Pour finir, je voudrais raconter deux anecdotes personnelles. Je me suis rendu à plusieurs reprises en Afrique du Sud pendant l’apartheid pour des reportages autour de Johnny Clegg ou d’autres musiciens, en évitant d’indiquer ma qualité de journaliste. À l’époque, le régime boycotté de toute part, montré du doigt par l’opinion internationale, s’était durci et intensifiait sa politique de ségrégation. Il y avait plusieurs Afrique du Sud, celle des Blancs qui vivaient comme s’ils étaient en Californie (avec de profondes divisions entre les afrikaners d’origine flamande et les anglo-saxons), celle des Noirs parqués dans des ghettos (les townships à la périphérie des villes)… Au printemps 1987, avec Gérard Bar David, un journaliste de Best et François Post, qui, plus tard, s’occupera de Cesaria Evora, nous nous retrouvons une fin d’après-midi dans une sorte de parc d’attractions au cœur de Soweto. Un festival doit s’y dérouler avec les chanteurs les plus en vogue du moment, dont Brenda Fassi, l’équivalent zoulou de Tina Turner. Il doit y avoir cinq mille personnes. Peu de Blancs à l’horizon. Sauf le regretté Philippe Constantin, alors patron de Barclay, inventeur de la world music à la française, qui rôde en coulisse. Sur scène, il y a un énergumène excité qui se prend pour Claude François, sauf qu’il chante un truc nommé « Manolo », où en fait, il parle de Mandela encore en prison, ce qui est strictement interdit. Il s’appelle Chicco. C’est une sorte de caïd qui roule les mécaniques et tombe les filles.
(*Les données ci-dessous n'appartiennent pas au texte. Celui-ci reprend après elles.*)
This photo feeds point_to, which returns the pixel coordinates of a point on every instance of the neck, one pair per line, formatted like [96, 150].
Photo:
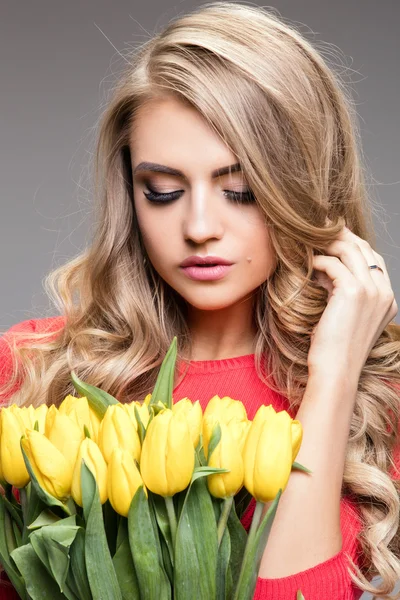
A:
[222, 333]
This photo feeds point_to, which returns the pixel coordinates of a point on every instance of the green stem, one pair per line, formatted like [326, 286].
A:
[223, 518]
[23, 496]
[169, 503]
[253, 530]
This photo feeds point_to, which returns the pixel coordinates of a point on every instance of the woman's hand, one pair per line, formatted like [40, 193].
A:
[360, 305]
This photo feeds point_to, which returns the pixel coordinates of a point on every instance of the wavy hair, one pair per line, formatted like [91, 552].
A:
[289, 118]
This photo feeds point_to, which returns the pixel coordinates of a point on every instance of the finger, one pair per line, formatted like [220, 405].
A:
[372, 257]
[336, 270]
[350, 254]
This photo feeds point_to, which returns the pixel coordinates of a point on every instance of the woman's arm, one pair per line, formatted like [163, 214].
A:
[306, 529]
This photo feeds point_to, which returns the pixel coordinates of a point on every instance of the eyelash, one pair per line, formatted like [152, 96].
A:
[158, 198]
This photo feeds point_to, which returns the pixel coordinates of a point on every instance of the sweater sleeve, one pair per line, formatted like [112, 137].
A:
[328, 579]
[6, 362]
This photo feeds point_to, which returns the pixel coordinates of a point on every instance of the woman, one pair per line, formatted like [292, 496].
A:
[230, 140]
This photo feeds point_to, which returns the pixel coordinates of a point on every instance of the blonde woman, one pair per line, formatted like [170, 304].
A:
[229, 142]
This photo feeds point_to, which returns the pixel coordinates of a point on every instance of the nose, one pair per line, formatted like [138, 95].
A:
[203, 215]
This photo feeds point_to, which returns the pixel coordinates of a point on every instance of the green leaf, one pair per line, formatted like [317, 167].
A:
[8, 565]
[17, 534]
[103, 581]
[300, 467]
[39, 584]
[111, 521]
[123, 564]
[14, 511]
[141, 427]
[204, 471]
[52, 544]
[98, 399]
[224, 576]
[146, 550]
[46, 517]
[238, 537]
[243, 499]
[201, 457]
[196, 546]
[254, 551]
[78, 566]
[41, 493]
[165, 381]
[161, 514]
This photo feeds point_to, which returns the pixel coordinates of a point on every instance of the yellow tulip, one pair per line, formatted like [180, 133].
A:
[2, 479]
[228, 411]
[64, 433]
[40, 416]
[48, 464]
[167, 460]
[193, 413]
[123, 479]
[226, 455]
[79, 409]
[12, 460]
[143, 410]
[23, 414]
[272, 444]
[91, 453]
[118, 430]
[227, 408]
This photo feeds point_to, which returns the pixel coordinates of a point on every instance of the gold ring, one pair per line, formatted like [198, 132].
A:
[375, 267]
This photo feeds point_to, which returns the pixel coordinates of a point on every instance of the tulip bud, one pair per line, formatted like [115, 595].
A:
[79, 409]
[40, 416]
[167, 460]
[64, 433]
[48, 464]
[2, 478]
[226, 408]
[90, 452]
[226, 455]
[118, 430]
[193, 413]
[143, 410]
[269, 452]
[12, 460]
[123, 479]
[228, 411]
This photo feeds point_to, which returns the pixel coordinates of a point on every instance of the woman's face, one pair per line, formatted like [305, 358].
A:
[205, 214]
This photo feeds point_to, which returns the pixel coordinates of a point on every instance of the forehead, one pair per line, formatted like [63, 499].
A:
[167, 131]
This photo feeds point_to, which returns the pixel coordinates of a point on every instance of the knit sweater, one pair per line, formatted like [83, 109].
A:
[237, 377]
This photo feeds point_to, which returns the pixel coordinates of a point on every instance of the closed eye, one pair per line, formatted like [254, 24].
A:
[246, 197]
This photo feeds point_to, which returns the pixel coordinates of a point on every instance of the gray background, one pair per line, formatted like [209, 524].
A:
[58, 61]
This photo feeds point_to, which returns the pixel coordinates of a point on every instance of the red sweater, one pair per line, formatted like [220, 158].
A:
[237, 378]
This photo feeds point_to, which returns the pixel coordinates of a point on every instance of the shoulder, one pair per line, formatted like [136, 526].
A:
[16, 334]
[41, 325]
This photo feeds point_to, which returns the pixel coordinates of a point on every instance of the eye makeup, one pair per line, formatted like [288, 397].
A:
[245, 197]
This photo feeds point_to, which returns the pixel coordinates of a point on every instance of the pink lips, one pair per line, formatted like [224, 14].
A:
[196, 260]
[206, 268]
[207, 273]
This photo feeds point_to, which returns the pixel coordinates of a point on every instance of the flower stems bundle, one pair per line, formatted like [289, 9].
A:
[140, 501]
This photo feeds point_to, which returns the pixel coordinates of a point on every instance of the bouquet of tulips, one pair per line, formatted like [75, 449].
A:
[140, 501]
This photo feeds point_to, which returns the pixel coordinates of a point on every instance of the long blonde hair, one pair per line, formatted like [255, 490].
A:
[288, 117]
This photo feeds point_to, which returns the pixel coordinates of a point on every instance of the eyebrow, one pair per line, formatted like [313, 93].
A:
[147, 166]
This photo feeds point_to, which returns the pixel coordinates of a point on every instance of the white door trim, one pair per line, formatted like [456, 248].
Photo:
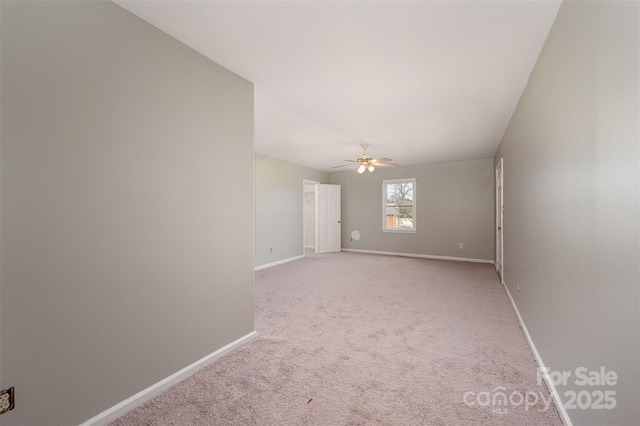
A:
[500, 219]
[305, 182]
[328, 219]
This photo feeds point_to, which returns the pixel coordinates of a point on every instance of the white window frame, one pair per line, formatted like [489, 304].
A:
[414, 205]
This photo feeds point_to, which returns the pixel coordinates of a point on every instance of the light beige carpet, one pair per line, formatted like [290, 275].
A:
[352, 339]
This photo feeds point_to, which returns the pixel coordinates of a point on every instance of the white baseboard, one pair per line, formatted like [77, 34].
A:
[564, 416]
[279, 262]
[424, 256]
[154, 390]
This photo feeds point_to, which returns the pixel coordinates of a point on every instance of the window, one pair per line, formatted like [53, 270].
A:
[399, 205]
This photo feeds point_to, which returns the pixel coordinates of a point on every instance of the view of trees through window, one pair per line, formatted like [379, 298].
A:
[400, 204]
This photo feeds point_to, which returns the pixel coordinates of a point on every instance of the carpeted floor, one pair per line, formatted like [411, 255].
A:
[352, 339]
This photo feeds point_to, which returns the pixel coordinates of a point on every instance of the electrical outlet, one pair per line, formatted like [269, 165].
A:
[7, 400]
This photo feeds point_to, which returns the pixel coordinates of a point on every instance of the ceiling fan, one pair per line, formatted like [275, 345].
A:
[367, 162]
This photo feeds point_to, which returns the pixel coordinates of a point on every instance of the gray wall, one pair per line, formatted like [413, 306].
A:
[455, 204]
[279, 204]
[126, 256]
[571, 201]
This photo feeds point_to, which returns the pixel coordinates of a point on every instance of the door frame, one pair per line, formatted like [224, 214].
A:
[499, 228]
[306, 182]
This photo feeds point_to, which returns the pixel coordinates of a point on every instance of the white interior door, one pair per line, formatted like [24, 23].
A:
[328, 227]
[499, 220]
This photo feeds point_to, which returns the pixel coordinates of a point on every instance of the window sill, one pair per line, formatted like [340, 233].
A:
[400, 231]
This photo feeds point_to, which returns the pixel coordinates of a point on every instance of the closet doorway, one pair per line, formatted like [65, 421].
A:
[309, 216]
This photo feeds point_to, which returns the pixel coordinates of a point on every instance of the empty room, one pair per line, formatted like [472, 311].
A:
[319, 212]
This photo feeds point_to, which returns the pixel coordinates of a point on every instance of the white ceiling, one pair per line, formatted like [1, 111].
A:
[420, 81]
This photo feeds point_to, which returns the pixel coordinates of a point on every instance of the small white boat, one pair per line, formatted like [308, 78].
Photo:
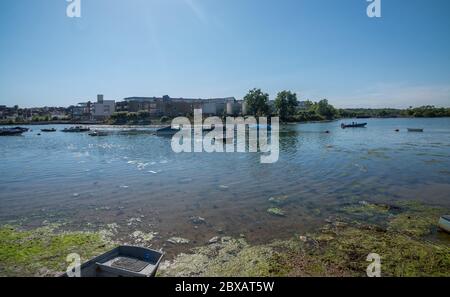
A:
[167, 131]
[444, 223]
[98, 133]
[123, 261]
[415, 130]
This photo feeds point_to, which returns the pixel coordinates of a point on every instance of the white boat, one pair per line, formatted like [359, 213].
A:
[444, 223]
[123, 261]
[415, 130]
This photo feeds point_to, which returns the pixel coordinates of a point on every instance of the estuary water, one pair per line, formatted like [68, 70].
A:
[135, 182]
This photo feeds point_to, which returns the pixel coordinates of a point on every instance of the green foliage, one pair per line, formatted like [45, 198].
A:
[257, 102]
[428, 111]
[286, 104]
[43, 251]
[316, 111]
[324, 109]
[132, 118]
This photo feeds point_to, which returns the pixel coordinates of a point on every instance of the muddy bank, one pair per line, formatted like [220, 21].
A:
[404, 234]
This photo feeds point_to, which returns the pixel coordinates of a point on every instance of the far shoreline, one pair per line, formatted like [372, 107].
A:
[156, 125]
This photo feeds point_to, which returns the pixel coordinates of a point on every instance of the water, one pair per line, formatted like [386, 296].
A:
[137, 182]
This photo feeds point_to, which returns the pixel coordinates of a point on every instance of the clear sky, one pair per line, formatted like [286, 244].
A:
[219, 48]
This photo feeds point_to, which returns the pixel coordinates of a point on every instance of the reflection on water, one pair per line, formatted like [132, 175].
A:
[136, 181]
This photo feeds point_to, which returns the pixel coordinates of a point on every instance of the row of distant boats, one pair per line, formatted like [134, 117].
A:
[166, 131]
[363, 125]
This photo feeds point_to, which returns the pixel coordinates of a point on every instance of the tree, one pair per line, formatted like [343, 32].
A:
[286, 104]
[323, 108]
[257, 102]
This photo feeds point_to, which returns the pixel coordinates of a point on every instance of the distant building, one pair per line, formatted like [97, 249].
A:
[9, 113]
[88, 111]
[82, 111]
[172, 107]
[103, 109]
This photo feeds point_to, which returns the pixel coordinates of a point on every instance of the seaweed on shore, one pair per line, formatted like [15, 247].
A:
[43, 251]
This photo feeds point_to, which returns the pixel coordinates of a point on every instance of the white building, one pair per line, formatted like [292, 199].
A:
[103, 109]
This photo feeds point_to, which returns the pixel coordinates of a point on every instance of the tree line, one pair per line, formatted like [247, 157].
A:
[289, 109]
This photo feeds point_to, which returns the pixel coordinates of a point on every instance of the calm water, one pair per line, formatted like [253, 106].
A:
[137, 181]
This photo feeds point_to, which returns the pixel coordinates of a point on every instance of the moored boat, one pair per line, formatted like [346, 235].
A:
[444, 223]
[98, 133]
[167, 131]
[11, 131]
[353, 125]
[123, 261]
[76, 129]
[415, 130]
[48, 130]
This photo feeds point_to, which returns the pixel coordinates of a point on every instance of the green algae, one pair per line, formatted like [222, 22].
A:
[400, 254]
[230, 257]
[279, 200]
[338, 249]
[43, 251]
[367, 208]
[276, 211]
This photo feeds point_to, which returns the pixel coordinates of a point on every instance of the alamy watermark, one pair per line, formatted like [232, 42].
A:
[374, 9]
[73, 9]
[374, 268]
[74, 268]
[220, 137]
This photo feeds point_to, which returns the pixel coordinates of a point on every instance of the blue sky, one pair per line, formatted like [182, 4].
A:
[216, 48]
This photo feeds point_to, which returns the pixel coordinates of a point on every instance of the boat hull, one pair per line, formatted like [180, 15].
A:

À la fin de la chanson, il aperçoit les trois gandins que nous sommes, nous désigne et lâche : « Demain, l’Afrique du Sud sera comme ça, plurielle ». Le public s’est retourné. Les filles nous ont embrassé. Les garçons se sont mis à danser. Nous, on est restés figés comme des crétins. Cette émotion-là, je vous jure, jamais aucun d’entre nous trois ne l’oubliera…

Autre souvenir. Même année. Le chanteur de reggae, Lucky Dube, aussi célébre en Afrique du Sud que Marley à la Jamaïque, nous invite chez lui à une centaine de kilomètres de Johannesburg, dans une petite ville minière. Il nous fait visiter les écoles vides où les élèves sont en grève depuis des mois, les hôtels dépareillés où les mineurs s’entassent… À la fin de la journée, nous lui proposons de dîner ensemble. Impossible. Dans ce pays-là, les restaurants n’acceptent pas les Noirs. « Tu vas voir » lance Bar David, teigneux. Direction, une pizzeria du centre ville. Lucky reste dans sa voiture. Nous, les trois petits blancs, nous nous installons à une des tables, commandons en annonçant qu’un ami va nous rejoindre. Cinq minutes plus tard, Lucky, que tout le monde connaît, pousse la porte et vient s’asseoir à nos côtés. Dans un silence assourdissant. Que va-t-il se passer ? Un serveur s’approche du chanteur et lui tend la carte en souriant. C’est gagné. Les conversations reprennent. À la fin du repas, Lucky sort une liasse de billets et tient à payer la note au vu et au su de tout le monde… Ce pied de nez-là, je vous jure, jamais non plus aucun d’entre nous ne l’a oublié.

C’était ça l’apartheid. Une saloperie où les gens ne vivaient pas ensemble, mais les uns à côté des autres, sans avoir le droit de se rencontrer.